Google just shipped a new visual mode for Gemini: ask it a question, and instead of text or a static image, you might get a 3D model you can rotate or a simulation with adjustable sliders.
The mechanics are straightforward. Inside the chat interface, Gemini can now render 3D objects that respond to mouse input - you can spin them, examine them from different angles. For simulations, you can change underlying parameters and watch the output update in real time. The whole interaction happens inside the conversation window, no external tool required.

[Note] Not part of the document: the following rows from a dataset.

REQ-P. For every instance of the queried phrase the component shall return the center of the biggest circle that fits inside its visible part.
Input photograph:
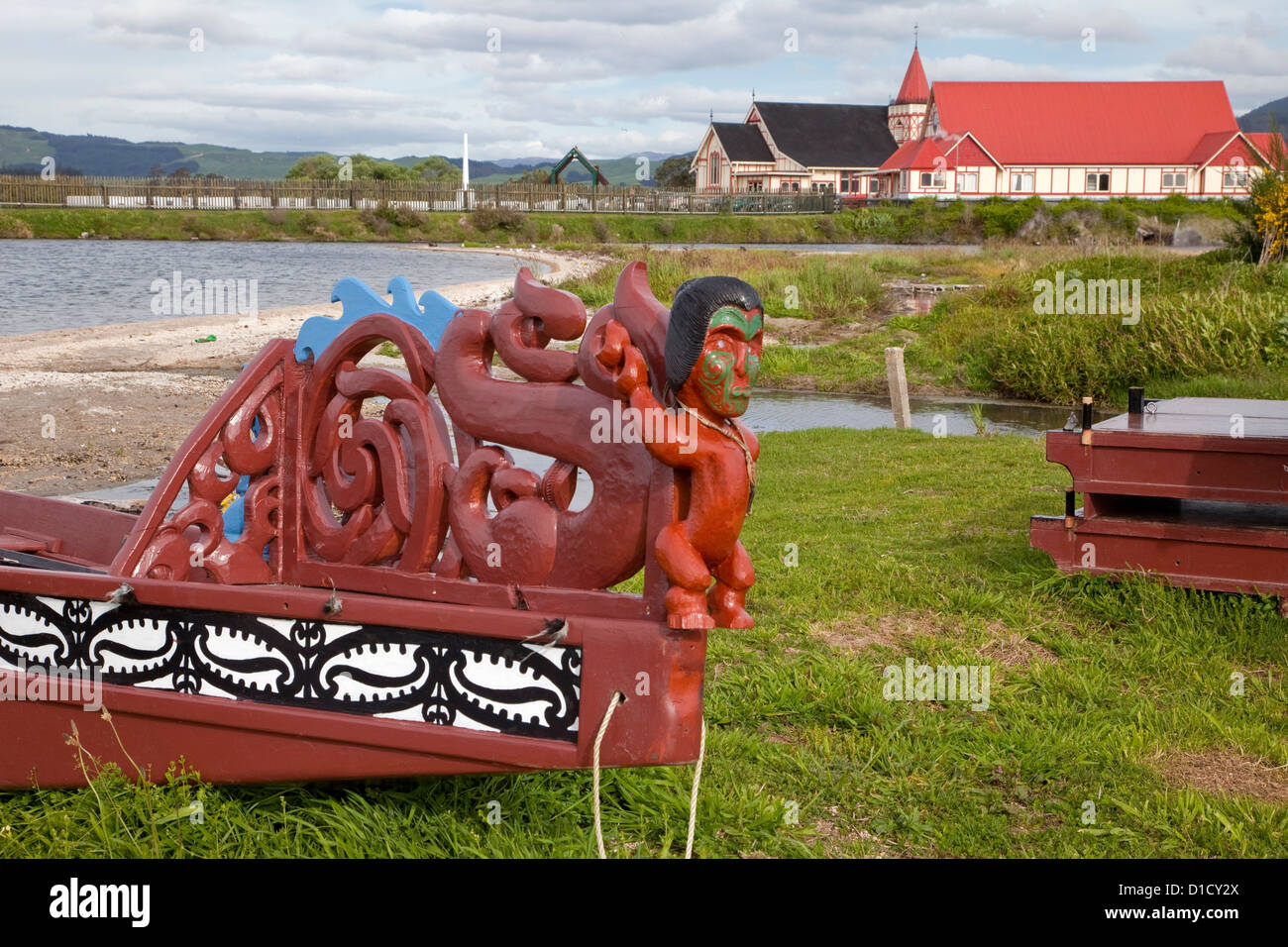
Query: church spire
(914, 88)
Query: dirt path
(88, 408)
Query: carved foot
(687, 609)
(726, 607)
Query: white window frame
(1234, 176)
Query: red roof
(1210, 145)
(917, 155)
(1087, 123)
(914, 86)
(1262, 141)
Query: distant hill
(22, 150)
(1258, 119)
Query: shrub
(12, 227)
(500, 218)
(1003, 218)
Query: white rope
(694, 799)
(618, 697)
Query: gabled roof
(828, 136)
(915, 155)
(1094, 123)
(1263, 142)
(1210, 146)
(914, 86)
(742, 142)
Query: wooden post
(898, 381)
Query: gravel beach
(89, 408)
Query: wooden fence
(201, 193)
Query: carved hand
(625, 361)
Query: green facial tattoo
(717, 380)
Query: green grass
(567, 231)
(1210, 325)
(917, 222)
(909, 547)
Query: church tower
(907, 114)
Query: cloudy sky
(526, 77)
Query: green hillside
(22, 150)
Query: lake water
(782, 411)
(64, 283)
(825, 248)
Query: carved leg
(728, 596)
(683, 565)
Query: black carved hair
(696, 302)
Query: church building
(982, 140)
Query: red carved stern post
(712, 356)
(400, 594)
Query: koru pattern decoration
(408, 674)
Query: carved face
(730, 361)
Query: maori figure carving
(373, 488)
(712, 356)
(537, 539)
(362, 471)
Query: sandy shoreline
(119, 399)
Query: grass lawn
(1206, 325)
(1111, 693)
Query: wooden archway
(575, 155)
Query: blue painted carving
(430, 316)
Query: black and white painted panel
(436, 677)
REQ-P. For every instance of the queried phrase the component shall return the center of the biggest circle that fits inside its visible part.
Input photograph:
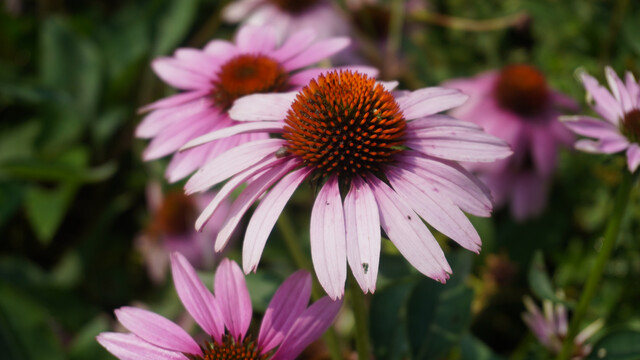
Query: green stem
(362, 319)
(608, 244)
(301, 261)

This kind of response is called multimodal - meaning it combines different types of output (text, images, interactive graphics) rather than staying in any single format. That's been the theoretical promise of AI assistants for years. Most have stayed in text-plus-image territory. Gemini is now pushing into interactive territory.
The obvious use cases are education and design. A student asking how a pendulum behaves under different gravity conditions could actually test it. A product designer exploring a component could rotate it before heading to CAD software. Whether the generations are accurate enough to trust for anything technical is the real test - a wrong but interactive model is worse than a correct static diagram.
ChatGPT and Claude don't currently offer comparable in-chat interactivity, which gives Google a real point of differentiation here - assuming the quality holds up well enough to make it genuinely useful rather than a showcase feature.
Google hasn't specified which Gemini plans include the feature or given a complete rollout timeline.